Cuando éramos pequeños y pre-adolescentes nos juntábamos siempre con mis primos, tanto en alguna casa como en el club “Las Banderitas” (un club de barrio del que nuestros padres formaban y forman parte de la comisión directiva –y ahora algunos de nosotros también-). En el club jugábamos a “La Brujita de los siete colores”, al “matasapo” (o “quemado”), al fútbol, a la mancha, a las escondidas, de noche salíamos a juntar “bichitos de luz”, alguna que otra vez hemos jugado al “juego de la copa” (similar a la “ouija”). Y cuando nos juntábamos en alguna casa hacíamos tortas (pobre tía Ilda, siempre le gastábamos los ingredientes jajaja), mirábamos películas o videos (de viajes familiares, cumpleaños, desfiles, fiestas… todo muy de los 90) y dormíamos todos juntos.

Una vez, éramos todas mujeres en la casa de mi prima Mai (no recuerdo quiénes estábamos, pero seguramente Mai, So, Den y yo… quizá alguien más) y de repente empezamos a escuchar ruidos raros.
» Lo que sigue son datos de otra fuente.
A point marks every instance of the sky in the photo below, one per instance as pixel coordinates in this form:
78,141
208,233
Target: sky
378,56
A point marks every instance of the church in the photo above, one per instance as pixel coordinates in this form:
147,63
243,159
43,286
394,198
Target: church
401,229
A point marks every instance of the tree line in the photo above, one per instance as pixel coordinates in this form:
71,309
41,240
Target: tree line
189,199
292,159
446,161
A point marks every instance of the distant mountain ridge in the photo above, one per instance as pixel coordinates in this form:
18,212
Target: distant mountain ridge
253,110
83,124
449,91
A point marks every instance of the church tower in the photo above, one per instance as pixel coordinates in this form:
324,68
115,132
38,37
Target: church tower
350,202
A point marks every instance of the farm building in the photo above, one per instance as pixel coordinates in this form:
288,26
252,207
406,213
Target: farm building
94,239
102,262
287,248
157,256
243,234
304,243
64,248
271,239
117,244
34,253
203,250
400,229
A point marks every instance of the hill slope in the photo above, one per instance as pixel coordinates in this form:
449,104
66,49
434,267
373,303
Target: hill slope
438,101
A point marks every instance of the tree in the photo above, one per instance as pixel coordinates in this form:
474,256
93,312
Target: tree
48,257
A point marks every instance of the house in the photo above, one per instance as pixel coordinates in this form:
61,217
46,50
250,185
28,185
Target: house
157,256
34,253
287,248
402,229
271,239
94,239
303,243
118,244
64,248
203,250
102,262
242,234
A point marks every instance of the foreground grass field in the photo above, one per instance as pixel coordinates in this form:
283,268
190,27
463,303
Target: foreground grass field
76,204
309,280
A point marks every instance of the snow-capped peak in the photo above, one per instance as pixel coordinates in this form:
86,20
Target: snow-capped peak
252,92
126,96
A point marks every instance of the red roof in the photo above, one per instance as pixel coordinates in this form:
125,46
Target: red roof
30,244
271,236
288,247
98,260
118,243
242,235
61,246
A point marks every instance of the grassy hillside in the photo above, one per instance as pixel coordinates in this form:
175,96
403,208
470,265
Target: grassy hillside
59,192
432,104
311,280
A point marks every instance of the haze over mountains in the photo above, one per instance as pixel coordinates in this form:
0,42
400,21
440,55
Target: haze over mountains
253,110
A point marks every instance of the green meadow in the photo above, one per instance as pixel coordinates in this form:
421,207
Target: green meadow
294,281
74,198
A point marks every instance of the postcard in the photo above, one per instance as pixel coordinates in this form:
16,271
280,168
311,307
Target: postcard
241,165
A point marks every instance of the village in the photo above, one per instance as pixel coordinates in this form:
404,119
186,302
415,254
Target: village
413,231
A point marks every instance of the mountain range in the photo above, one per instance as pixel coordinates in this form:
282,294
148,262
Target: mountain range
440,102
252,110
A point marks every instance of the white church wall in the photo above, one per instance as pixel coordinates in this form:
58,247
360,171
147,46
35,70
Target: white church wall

Tanta película que habíamos visto en nuestras cortas vidas hizo que hagamos la siguiente boludes: cerramos todas las puertas con llave y agarramos un cuchillo. ¿Para qué el cuchillo? Para pasarlo por debajo de la puerta y usarlo como ‘espejo’ para ver si había algún ladrón. Sí, sí, muchas películas. Igual, creo que la idea fue de So, no me hago cargo de dicha idea 😛 aunque tampoco la refuté, jajaja. Para que se queden tranquilos (?) les cuento que eran el boludo de mi primo y otro amigo que nos querían asustar.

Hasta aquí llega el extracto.